In der Zukunft wird die Digitalisierung eine noch größere Rolle spielen – zum Beispiel bei der weltweiten Vernetzung von Spender:innendaten oder bei der KI-gestützten Spendersuche sowie beim Fundraising. Auch in der Transplantationsmedizin selbst gibt es laufend Fortschritte. Aber das Wichtigste bleibt: Menschen, die bereit sind zu helfen.

Wenn Sie auf das Jahr 2040 blicken: Sehen Sie ein Land voller Spenderinnen und Spender oder ein Land, das das Helfen verlernt hat?

Ich sehe ein Land voller Spender:innen – weil ich jeden Tag Menschen begegne, die helfen wollen und die ihre wertvolle Zeit, ihr Geld oder ihr Wissen ehrenamtlich zur Verfügung stellen.
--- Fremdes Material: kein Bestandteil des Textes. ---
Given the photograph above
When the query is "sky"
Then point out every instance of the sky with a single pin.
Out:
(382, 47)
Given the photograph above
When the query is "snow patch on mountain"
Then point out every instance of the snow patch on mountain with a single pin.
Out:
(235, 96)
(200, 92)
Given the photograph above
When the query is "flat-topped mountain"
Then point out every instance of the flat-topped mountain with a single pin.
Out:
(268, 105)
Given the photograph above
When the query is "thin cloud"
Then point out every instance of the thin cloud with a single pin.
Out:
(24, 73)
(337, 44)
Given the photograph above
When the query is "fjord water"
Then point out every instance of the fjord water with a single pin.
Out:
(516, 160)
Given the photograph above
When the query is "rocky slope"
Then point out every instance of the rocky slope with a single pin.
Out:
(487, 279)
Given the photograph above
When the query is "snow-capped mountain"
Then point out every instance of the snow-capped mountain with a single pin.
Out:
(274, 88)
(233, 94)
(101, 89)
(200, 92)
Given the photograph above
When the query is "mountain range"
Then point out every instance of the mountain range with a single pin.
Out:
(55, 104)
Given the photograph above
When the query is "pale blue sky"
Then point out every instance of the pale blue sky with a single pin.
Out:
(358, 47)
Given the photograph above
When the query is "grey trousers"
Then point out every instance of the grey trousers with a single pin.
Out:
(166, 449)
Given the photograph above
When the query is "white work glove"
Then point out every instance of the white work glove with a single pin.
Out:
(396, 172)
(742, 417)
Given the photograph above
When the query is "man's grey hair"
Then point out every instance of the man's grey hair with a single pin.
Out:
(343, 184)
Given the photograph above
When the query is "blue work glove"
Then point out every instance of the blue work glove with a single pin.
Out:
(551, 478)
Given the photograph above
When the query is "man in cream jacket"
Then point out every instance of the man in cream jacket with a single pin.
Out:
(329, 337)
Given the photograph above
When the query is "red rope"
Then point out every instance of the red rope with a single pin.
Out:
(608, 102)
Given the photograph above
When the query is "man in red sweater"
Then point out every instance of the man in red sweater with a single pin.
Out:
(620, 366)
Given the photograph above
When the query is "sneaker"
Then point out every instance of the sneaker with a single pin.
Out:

Die solidarisch sind, mutig und empathisch. Wir dürfen das Positive nicht aus den Augen verlieren. Aber wir müssen aktiv daran arbeiten – denn Helfen ist nicht selbstverständlich. Es ist eine Entscheidung. Jeden Tag aufs Neue.

© Geben für Leben

Steckbrief

Susanne Marosch

Susanne Marosch (* 11. März 1973 in Schruns) ist eine österreichische Sozialunternehmerin und seit 2011 Obfrau des Vereins Geben für Leben – Leukämiehilfe Österreich, der bundesweit Stammzellspenderinnen und -spender für Leukämiepatienten vermittelt. Aufgewachsen im Montafon absolvierte sie zunächst eine Ausbildung an einer Tourismusschule, bevor sie die Polizeischule in Gisingen besuchte und anschließend als Polizistin in Bregenz tätig war. Später wechselte sie in den Bereich Personalmanagement und übernahm dort leitende Funktionen.

Der Verein Geben für Leben wurde 1999 von ihrer Mutter Herlinde Marosch gemeinsam mit zwei Mitstreiterinnen gegründet, ausgelöst durch einen Leukämiefall in der Familie. Unter der Leitung von Susanne Marosch entwickelte sich die Organisation zu einer österreichweit aktiven Initiative, die regelmäßig Typisierungsaktionen durchführt, eine eigene Spenderdatei aufgebaut hat und mit internationalen Stammzellspenderdateien zusammenarbeitet.